Collections for fiscal year 2019 totaled $352,000, according to the city. The proposed increase in city property taxes, focus of a public hearing on Tuesday, would nearly double that by $350,000 to $702,000, according to city estimates. The city property tax bill on an average-valued home, $345,000, would nearly double, from $136.81 to $273.43.

The increase, estimated at 99.96% in the official notice of the proposed changed, has already been focus of discussion in South Weber, including a July 16 open house.
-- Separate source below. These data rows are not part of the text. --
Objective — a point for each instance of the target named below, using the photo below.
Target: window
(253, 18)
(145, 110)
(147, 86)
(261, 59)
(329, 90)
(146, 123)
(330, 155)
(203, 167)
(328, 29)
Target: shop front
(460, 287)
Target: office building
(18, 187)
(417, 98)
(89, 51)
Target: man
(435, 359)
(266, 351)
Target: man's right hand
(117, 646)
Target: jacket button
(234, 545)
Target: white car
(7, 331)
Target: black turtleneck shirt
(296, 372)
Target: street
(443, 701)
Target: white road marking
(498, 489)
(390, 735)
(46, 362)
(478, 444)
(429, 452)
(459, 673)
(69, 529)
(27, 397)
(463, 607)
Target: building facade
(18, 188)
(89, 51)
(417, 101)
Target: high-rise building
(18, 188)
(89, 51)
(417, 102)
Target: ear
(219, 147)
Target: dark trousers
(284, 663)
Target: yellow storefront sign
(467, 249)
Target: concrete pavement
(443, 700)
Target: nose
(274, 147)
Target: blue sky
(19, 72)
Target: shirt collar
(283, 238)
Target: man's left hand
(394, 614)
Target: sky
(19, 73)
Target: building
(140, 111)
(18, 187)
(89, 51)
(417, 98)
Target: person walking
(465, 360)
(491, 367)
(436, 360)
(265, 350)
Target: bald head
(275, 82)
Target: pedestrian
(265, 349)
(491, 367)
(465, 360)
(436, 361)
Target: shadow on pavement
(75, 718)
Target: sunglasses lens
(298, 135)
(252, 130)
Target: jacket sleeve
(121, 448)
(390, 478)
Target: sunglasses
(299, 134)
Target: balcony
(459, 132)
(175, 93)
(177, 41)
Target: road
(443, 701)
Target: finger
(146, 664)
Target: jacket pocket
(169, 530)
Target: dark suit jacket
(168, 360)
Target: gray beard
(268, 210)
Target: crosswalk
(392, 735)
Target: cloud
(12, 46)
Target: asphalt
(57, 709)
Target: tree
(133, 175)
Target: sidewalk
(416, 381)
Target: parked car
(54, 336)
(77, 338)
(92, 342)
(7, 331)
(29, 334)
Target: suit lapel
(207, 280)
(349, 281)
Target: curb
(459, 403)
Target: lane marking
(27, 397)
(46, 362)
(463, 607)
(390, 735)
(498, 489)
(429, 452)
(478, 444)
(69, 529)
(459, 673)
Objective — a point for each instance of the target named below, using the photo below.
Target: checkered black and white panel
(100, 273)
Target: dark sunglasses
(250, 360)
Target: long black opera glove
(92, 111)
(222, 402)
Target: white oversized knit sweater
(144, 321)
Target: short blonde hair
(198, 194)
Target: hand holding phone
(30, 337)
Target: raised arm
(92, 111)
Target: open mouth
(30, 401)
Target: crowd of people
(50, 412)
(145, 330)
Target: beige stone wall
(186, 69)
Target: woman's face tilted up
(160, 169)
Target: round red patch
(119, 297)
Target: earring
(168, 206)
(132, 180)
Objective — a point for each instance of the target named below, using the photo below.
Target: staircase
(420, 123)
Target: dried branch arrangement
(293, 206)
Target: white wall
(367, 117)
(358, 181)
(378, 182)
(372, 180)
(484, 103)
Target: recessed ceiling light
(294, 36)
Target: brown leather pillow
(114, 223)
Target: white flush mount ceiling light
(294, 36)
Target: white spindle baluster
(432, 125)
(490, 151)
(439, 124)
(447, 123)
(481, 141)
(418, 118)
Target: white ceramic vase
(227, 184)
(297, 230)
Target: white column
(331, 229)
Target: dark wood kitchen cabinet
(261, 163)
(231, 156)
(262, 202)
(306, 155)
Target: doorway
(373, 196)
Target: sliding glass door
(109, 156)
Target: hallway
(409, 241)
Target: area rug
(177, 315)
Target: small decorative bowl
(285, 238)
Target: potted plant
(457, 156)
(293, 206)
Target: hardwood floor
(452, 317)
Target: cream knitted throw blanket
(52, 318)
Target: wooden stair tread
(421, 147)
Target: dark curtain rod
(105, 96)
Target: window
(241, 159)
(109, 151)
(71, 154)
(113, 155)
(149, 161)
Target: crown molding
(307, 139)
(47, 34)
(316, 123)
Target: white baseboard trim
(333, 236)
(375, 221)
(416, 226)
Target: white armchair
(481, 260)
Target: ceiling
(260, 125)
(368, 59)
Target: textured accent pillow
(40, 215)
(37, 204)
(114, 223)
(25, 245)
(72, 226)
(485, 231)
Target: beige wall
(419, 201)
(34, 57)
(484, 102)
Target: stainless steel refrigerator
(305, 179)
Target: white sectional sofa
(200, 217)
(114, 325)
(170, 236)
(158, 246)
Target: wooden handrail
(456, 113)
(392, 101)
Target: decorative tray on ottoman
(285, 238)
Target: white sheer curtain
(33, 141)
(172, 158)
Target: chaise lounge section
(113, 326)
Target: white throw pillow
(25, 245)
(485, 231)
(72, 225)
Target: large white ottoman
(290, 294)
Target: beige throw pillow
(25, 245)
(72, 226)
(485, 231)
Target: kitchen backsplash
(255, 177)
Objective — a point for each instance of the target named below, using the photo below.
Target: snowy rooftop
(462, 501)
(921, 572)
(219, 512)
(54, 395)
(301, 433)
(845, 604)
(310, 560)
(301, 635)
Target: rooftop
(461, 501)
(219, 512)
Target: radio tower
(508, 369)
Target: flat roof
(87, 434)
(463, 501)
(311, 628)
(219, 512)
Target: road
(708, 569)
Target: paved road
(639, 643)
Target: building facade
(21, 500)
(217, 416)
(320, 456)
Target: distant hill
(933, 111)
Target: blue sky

“Although we’ve heard from some citizens who wish we were not raising taxes at all, most of the comments and questions we’ve received have been very thoughtful and see the need that the city’s trying to address the best way we can,” City Manager David Larson said in an email.

In a June newsletter to South Weber residents, Mayor Jo Sjoblom said the increase aims “to begin to meet the needs of our growing city and to begin to account for inflation.” The city, she noted, hasn’t raised property taxes since the city incorporated in 1971.

“This is a painful subject and a very difficult decision for any council to make; an action that is never popular and often contentious,” the mayor said in a July newsletter to residents.

The 99.96% hike is easily the biggest proposed percentage jump among the varied entities in Davis and Weber counties seeking property tax hikes this year via truth-in-taxation hearings. Next in Davis County is the 24.98% increase in property tax collections that the city of Layton proposes to generate money to build and run a new fire station. The city of Washington Terrace proposes the biggest percentage jump in collections in Weber County, 42.75%, meant to generate funds to bolster its fire department.

The city of South Weber, home to around 7,500 people, has provided plenty of background on the proposal on the city website. Next Tuesday’s hearing, scheduled to start at 6 p.m. and be held at South Weber City Hall, 1600 E. South Weber Drive, gives the public the opportunity to provide input. The South Weber City Council is scheduled to consider approval of the 2020 budget, containing the increase, at a meeting on Aug. 20.

The proposed South Weber increase, Larson said, aims broadly to cover rising costs of providing police and fire protection and for capital plans, including parks, public safety and street projects.

“In fact, current capital projects plans indicate 33 projects with a need of over $14 million dollars,” Larson said. “An additional $350,000 will help in that regard, but we still have a long way to go to provide the services that the community expects.”

He’s not sure why earlier South Weber leaders never increased property taxes before now.

“I can’t speak to the decision-making thoughts of previous city leadership. However, I believe strongly that they made the best decisions they could at the time and now the current leadership is doing the same,” he said.